The only comparison I have is one that pictures a child in His parent’s arms.  Someone comes to take the child out of his parent’s arms and the child in desperation clings all the more to the parent.  Are you clinging?
I AM.  My arms are in a stronghold around my Father’s neck.  My body digs deeper as I try to get closer to Him to feel his assurance and the safety I’ve come to know being His child.   He is a need.  He is substance to my soul.  He is my everything.  I know WITHOUT a doubt that I never want to be without Him.  That I can’t exist without Him.  That He IS my all in all.  I NEED HIM desperately, every moment, every minute, every day.
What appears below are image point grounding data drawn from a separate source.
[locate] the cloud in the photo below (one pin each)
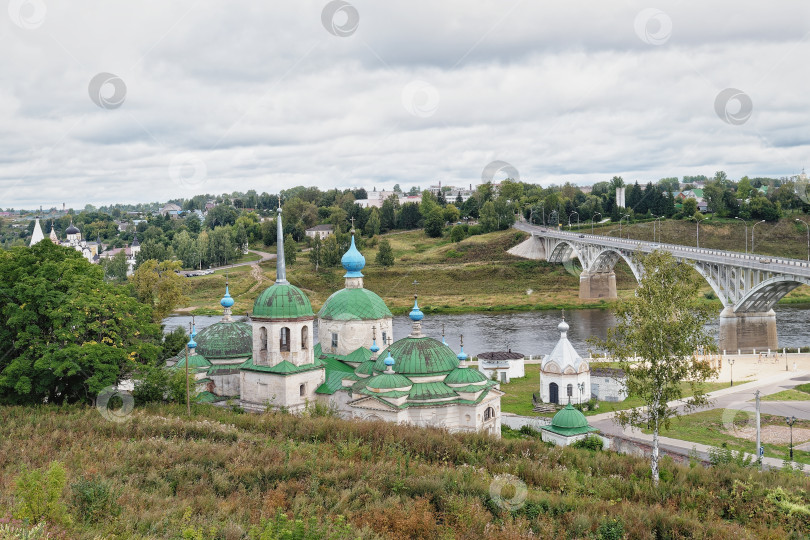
(267, 98)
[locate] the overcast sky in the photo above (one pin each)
(213, 97)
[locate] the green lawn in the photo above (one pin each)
(787, 395)
(707, 427)
(518, 395)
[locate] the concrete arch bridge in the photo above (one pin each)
(748, 285)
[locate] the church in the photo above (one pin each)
(358, 368)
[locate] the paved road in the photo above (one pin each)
(737, 397)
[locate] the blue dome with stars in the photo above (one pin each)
(353, 261)
(416, 313)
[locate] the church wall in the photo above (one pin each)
(273, 354)
(281, 390)
(352, 334)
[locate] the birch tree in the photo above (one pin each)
(658, 333)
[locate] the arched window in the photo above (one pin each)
(263, 339)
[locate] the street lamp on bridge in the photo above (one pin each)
(808, 236)
(790, 421)
(697, 234)
(569, 220)
(745, 224)
(620, 225)
(752, 233)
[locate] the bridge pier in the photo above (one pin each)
(595, 285)
(747, 331)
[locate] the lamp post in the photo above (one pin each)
(752, 233)
(697, 234)
(731, 363)
(808, 236)
(620, 223)
(745, 224)
(657, 218)
(596, 214)
(790, 421)
(569, 220)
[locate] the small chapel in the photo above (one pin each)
(357, 367)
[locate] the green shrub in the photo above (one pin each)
(38, 494)
(611, 529)
(94, 500)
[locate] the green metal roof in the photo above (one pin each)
(354, 305)
(194, 361)
(388, 381)
(282, 301)
(282, 368)
(569, 418)
(225, 340)
(434, 390)
(359, 355)
(419, 356)
(333, 383)
(464, 376)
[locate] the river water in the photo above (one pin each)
(535, 333)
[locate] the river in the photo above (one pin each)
(535, 332)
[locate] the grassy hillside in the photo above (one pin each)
(228, 476)
(478, 275)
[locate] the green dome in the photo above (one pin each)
(465, 376)
(225, 340)
(353, 305)
(388, 381)
(419, 356)
(569, 418)
(282, 301)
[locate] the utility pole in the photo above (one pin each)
(759, 439)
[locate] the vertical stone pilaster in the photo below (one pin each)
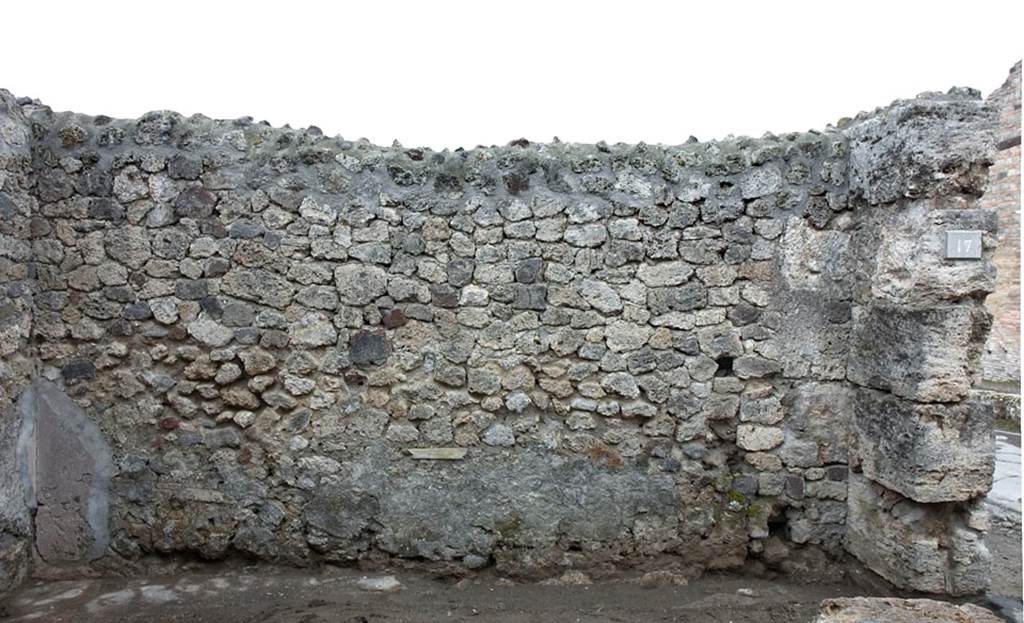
(922, 451)
(16, 363)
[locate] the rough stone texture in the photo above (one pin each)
(642, 349)
(893, 610)
(17, 357)
(66, 462)
(925, 355)
(935, 548)
(1001, 361)
(928, 453)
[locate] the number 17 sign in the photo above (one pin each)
(963, 245)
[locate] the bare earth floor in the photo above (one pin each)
(222, 593)
(252, 595)
(257, 593)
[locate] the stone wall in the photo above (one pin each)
(742, 352)
(17, 364)
(1001, 361)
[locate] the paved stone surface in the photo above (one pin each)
(1005, 498)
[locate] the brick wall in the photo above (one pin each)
(1001, 364)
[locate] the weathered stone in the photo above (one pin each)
(929, 453)
(621, 383)
(313, 329)
(923, 355)
(755, 438)
(210, 332)
(195, 203)
(366, 347)
(592, 235)
(70, 471)
(258, 286)
(257, 361)
(600, 295)
(530, 297)
(499, 434)
(893, 610)
(916, 546)
(668, 274)
(359, 284)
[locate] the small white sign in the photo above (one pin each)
(963, 245)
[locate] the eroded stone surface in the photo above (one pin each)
(893, 610)
(67, 463)
(930, 453)
(642, 349)
(931, 548)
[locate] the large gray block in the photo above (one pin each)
(930, 453)
(67, 465)
(923, 355)
(927, 547)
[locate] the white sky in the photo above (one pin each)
(435, 73)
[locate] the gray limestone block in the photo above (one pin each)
(925, 547)
(910, 266)
(930, 146)
(817, 424)
(923, 355)
(929, 453)
(66, 463)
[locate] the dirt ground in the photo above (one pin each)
(256, 594)
(233, 593)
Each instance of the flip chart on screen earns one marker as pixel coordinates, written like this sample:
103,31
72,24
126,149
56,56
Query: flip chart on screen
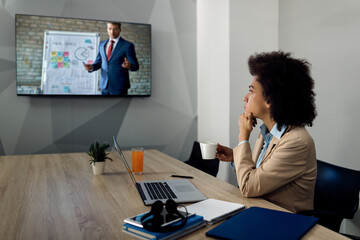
62,68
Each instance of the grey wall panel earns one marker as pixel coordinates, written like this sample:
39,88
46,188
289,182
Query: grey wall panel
165,121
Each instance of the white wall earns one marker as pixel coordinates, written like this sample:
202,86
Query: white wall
213,73
326,32
165,121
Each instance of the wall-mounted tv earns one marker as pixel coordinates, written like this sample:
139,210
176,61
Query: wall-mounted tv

THAT is the point of true worship.
We were created for Him, to be in fellowship with Him.  Deep down inside of each of us is a place that can only be satisfied with making Him Lord of Our lives.  People who are spiritually blind try to fill this need with other things – but their hunger for the Lord goes unfulfilled and satisfaction cannot be obtained until that recognition is realized.

I can see how Heaven is a place of pure worship and joy, to see with my eyes what my soul hungers for – it is not difficult to sing with sincere meaning, “How Great Thou Art.”
My God – how I love You.  You are my everything and without You I NEVER want to be.  Thank you so much for loving me,  thank You so much for Your grace, Your forgiveness, Your patience, Your tolerance.  I’m sorry Father for the times I have taken You for granted.  See  me now with true gratitude pouring out through my fingers as I type these words on the page.  Thank You for who You are, please be with me this day and every day You give me.  I love You, Father.  Please remove the spiritual scales from peoples eyes so that they may see You and recognize their need for You as I recognize my need and dependence upon You.  In your presence is where I always long to be.  May You be glorified. In Jesus Name I worship You and I pray.